We learn what logic is which is used in AI. Let’s look at how AI uses logic to create different types of systems.

  • AI uses logic in different ways. One of the most significant applications of logic in AI is the creation of expert systems. Expert systems are AI programs created to mimic the judgements of people with specialised knowledge in a given field. Typically, they are created utilising a knowledge base of rules and a reasoning engine that can adapt them to different circumstances.
  • Logic is frequently used to express the rules in expert systems. For example, a rule could be "if P then Q," which tells that if statement P is true, statement Q must also be true. Expert systems can use these rules to make judgements and give users recommendations.

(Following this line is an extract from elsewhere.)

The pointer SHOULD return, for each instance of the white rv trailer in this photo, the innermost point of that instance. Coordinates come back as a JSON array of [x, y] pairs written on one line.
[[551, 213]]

  • Another significant use of AI is used in Knowledge graphs. In these graphs, knowledge is stored and represented in a database structure. They are frequently used between various data kinds or ideas to depict complex connections between various items. In a knowledge graph, nodes represent individual things, and edges show connections between those nodes. Logic operators like "and," "or," and "not" can be used to identify the edges to reflect higher-level interactions between the items.
  • Logics are also used to create AI decision trees. It is an algorithm that can be used to judge based on a set of rules.
  • AI also uses logic to create decision trees. One form of an algorithm that can be used to make judgements based on a set of rules is decision trees. A decision is divided into many more minor, more straightforward decisions that can individually be described using logic for them to function.


This article taught us what logic is and how it is used in Artificial Intelligence. Logic offers the structure for decision-making, learning, and reasoning in AI systems. Some AI technologies that use logic are expert systems, knowledge graphs, and decision trees. Logic will continue to be crucial in creating intelligent systems as AI develops.